Par un mémoire en défense, enregistré le 5 mars 2026, le préfet de la Charente conclut au rejet de la requête.
Il soutient que les moyens soulevés par M. C… ne sont pas fondés.
Vu les autres pièces du dossier.
Vu :
- le code de l’entrée et du séjour des étrangers et du droit d’asile ;
- la loi n° 91-647 du 10 juillet 1991 modifiée ;
- le code de justice administrative.
Le président du tribunal administratif de Poitiers a désigné M. Waton, conseiller, pour statuer sur le présent litige en application des dispositions de l’article L. 922-2 du code de l’entrée et du séjour des étrangers et du droit d’asile.
Les parties ont été régulièrement averties du jour de l’audience.
Le rapport de M. Waton a été entendu au cours de l’audience publique qui s’est tenue le 11 mars 2026 en présence de Mme Beauquin, greffière d’audience, les parties n’étant ni présentes ni représentées.
La clôture de l’instruction a été prononcée à l’issue de l’audience, en application des dispositions de l’article R. 922-16 du code de l’entrée et du séjour des étrangers et du droit d’asile.
Considérant ce qui suit :
M. D… C…, ressortissant algérien né le 12 février 1995, déclare être entré irrégulièrement en France en décembre 2023. Le 20 février l’intéressé a été interpelé par les forces de police du commissariat d’Angoulême dans le cadre d’un contrôle routier pour des faits de conduite d’un véhicule sans être titulaire d’un permis de conduire et sans assurance. Par deux arrêtés pris le lendemain, dont M. C… demande l’annulation, le préfet de la Charente, d’une part, l’a obligé à quitter le territoire français sans délai de départ volontaire, a fixé le pays à destination duquel il pourra être éloigné et l’a interdit de retour sur le territoire français pour une durée de deux ans et, d’autre part, l’a assigné à résidence pour une durée de quarante-cinq jours.
Sur la demande d’admission provisoire à l’aide juridictionnelle :
Aux termes du premier alinéa de l’article 20 de la loi du 10 juillet 1991 relative à l’aide juridique : « Dans les cas d’urgence, (…) l’admission provisoire à l’aide juridictionnelle peut être prononcée par la juridiction compétente (…) ».
En raison de l’urgence, il y a lieu d’admettre, à titre provisoire, Me Coustenoble au bénéfice de l’aide juridictionnelle.

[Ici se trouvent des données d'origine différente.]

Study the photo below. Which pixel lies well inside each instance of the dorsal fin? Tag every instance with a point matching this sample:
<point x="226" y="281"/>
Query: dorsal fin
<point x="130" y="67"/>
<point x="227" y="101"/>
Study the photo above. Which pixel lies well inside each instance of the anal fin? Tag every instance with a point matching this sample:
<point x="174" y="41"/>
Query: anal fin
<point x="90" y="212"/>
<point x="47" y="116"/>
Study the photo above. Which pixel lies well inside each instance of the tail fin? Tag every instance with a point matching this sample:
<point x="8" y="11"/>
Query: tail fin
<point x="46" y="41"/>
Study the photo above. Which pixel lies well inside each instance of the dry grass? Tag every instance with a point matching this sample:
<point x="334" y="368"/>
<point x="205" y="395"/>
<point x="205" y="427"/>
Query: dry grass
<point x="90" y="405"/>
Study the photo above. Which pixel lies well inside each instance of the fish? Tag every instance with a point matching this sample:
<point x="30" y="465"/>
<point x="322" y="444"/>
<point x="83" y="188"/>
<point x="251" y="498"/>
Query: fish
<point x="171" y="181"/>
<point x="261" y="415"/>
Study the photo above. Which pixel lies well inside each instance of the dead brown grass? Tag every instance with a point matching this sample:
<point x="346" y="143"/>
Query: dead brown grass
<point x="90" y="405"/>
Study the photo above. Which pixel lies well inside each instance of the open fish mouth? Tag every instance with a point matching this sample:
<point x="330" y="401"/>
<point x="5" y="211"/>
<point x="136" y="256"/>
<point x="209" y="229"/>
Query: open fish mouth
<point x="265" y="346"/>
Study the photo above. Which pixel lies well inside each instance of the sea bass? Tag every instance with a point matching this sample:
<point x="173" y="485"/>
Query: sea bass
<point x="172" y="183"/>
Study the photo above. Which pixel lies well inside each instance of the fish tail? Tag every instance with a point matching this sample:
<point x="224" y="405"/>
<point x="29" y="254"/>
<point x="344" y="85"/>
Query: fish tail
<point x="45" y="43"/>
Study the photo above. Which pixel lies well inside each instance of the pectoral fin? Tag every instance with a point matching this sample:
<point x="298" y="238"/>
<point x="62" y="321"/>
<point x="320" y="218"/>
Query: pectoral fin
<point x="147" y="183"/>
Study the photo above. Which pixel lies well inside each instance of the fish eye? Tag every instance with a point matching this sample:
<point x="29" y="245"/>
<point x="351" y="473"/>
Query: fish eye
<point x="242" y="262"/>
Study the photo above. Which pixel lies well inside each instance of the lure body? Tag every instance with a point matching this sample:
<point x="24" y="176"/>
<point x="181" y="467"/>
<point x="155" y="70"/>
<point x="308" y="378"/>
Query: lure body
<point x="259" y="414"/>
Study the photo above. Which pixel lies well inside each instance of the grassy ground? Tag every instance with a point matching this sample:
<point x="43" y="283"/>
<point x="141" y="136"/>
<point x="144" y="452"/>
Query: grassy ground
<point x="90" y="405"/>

Sur les conclusions à fin d’annulation :
En ce qui concerne les actes attaqués dans leur ensemble :
Il ressort des pièces du dossier que les arrêtés attaqués du samedi 21 février 2026, signés par Mme B… A…, sous-préfète de Confolens, visent notamment l’arrêté du 6 mai 2025, régulièrement publié au recueil des actes administratifs spécial de la préfecture de la Charente n° 16-2025-057 du même jour, accessible tant au juge qu’aux parties. Par cet acte, le préfet de la Charente a donné à Mme A… délégation à l’effet de signer, à l’occasion des astreintes et des permanences des week-ends, les actes relevant des attributions de l’Etat dans le département, au titre desquels sont notamment citées les décisions portant obligation de quitter le territoire français, portant refus d’octroyer un délai de départ volontaire, fixant le pays de destination, portant interdiction de retour et portant assignation à résidence. Par suite, le moyen tiré de l’incompétence dont seraient entachés les actes attaqués, qui manque en fait, doit être écarté.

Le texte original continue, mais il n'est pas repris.